Movie 4: Micrograph Movie comparing Experimental Lysis Data and a Webslinger simulation with 233% prestrain.

5

Movie 5: Micrograph Movie comparing Experimental Lysis Data and a Webslinger simulation with 100% prestrain.

6

Movie 6: Micrograph Movie comparing Experimental Lysis Data and a Webslinger simulation with 43% prestrain.

7

Movie 7: Micrograph Movie comparing Experimental Lysis Data and a Webslinger simulation with 25% prestrain.

8

Movie 8: Micrograph Movie comparing Experimental Lysis Data and a Webslinger simulation with 0% prestrain.

9

Movie 9: Micrograph Movie with a side-by-side comparison of a dense network (right) and a sparse network (left). The networks are the same representative networks shown in the main text in figure 5. The lower density network is at 0.06 fibers/micron² and the higher density network is at 0.17 fibers/micron².

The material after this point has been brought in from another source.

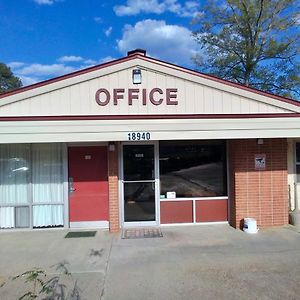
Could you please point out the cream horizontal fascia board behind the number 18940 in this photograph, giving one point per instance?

Statement of Significance.

Fibrin fibers serve as the main structural element of blood clots. They polymerize under tension and have remarkable extensibility and elasticity. After the cessation of wound healing, fibrin must be cleared from the vasculature by the enzyme plasmin in order to resume normal blood flow: a process called fibrinolysis. In this study we investigate the mechanisms that regulate the clearance of individual fibrin fibers during fibrinolysis. We show that the inherent tension in fibers enhances the action of plasmin because every fiber cleavage event results in a redistribution of the network tension. This network re-equilibration causes fibers to buckle, bundle, and even collapse, leading to a more rapid fiber clearance than plasmin alone could provide.